The answer appears to be a qualified yes: Any black candidate
who can keep ’em laughing might have a shot. After watching
Head Of State, I conclude that Chris Rock is
that viable candidate. His character, Mays Gilliam, unloads
zingers that’ll have you nodding in agreement, maybe even
joining in the campaign’s call-and-response—“That ain’t right!”—without
offering word one about how to repair things. Gilliam is definitely
One ordinary day, Gilliam, a hands-on Washington, D.C. alderman,
saves a woman and a cat from a building scheduled for demolition;
gets dumped by his evil girlfriend (Givens); has his
car repo-ed and his bike run over. You can’t blame him if
he’s a little shell-shocked when political party (party unidentified,
but we know) officials tap the local hero to replace
their presidential candidate, who died in an airplane crash.

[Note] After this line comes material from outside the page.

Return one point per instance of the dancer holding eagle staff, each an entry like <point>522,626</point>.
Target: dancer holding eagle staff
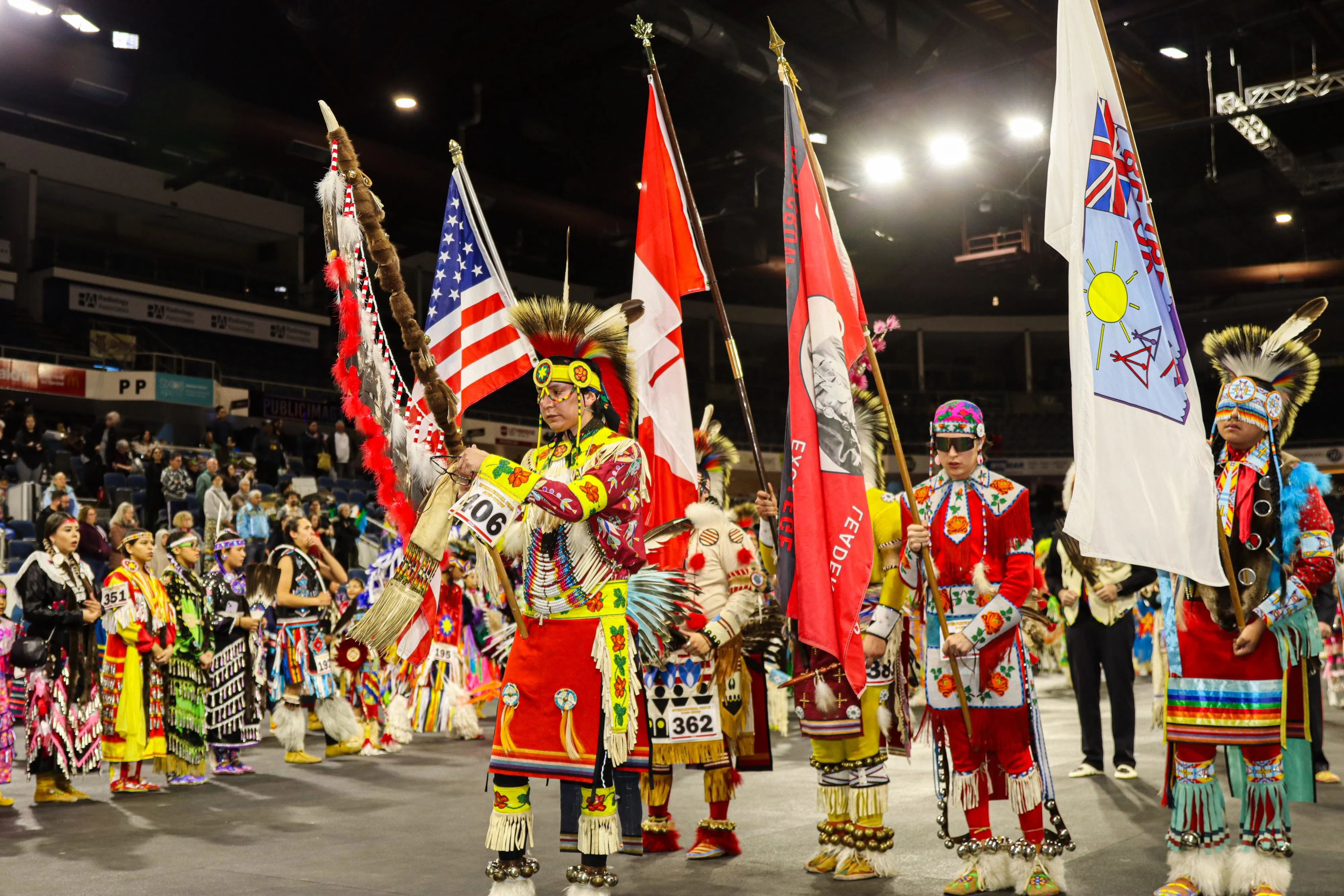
<point>1228,682</point>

“We want you to run for president,” they say.
“The United States.”
It would spoil one of the richest laughs of the film to reveal
what comes into Mays’ head immediately after he absorbs this
information. Whether you’ve seen the trailer or not, you can
pretty much imagine most of the rest of the movie. Mays’ handlers,
played by Dylan Baker and Lynn Whitfield, try
unsuccessfully to get their new candidate to conform to the
campaign playbook. Eventually, at the behest of his big brother
Mitch (Mac), Mays begins to speak his mind, and gosh
almighty get out, the common people respond to it!

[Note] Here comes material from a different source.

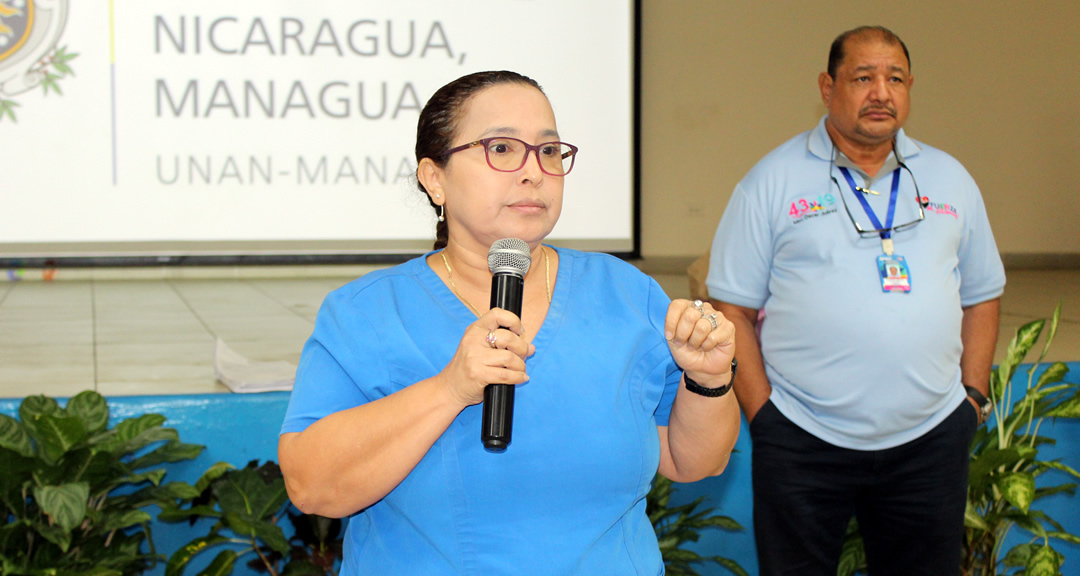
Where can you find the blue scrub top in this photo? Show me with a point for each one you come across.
(568, 495)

The road to election day is filled with loads of one-liners,
like a loosely adapted Chris Rock stand-up routine, and not
one of his funnier ones since he had to make a PG-13. Rock
isn’t particularly noted for being a good storyteller. If
you’ve seen his stuff, you know he’s more of an astute observer
and commentator. His approach to telling a story of some 80+
minutes was to put a thin mortar of plot between small segments
that kill. Unfortunately, not all of those small segments
do kill the people—outside of The Guru, was the sight
of supposedly rhythm-impaired white folks getting soul ever
funny?—and the subplot of his romantic pursuit of a sloe-eyed
convenience store clerk (Jones) is for shit. The supporting
characters are such standard cinematic types that you’ve got
to feel a little depressed that Rock included them. Whitfield
plays that seditty sister who eventually comes to embrace
her blackness (you can tell from the changes in her hairdo
as the film progresses) and Baker plays the WASP who eventually
gets the spirit.
On the plus side, any day Bernie Mac is on the screen is
a good day, and don’t let me give you the idea that Rock isn’t
a lot of fun to watch. Also, this movie actually had an element
of suspense. I’m a lot more cynical than I was in ’84, so
I kept watching and wondering, how are they going to keep
Mays Gilliam from winning? Can’t tell ya. Watch the movie.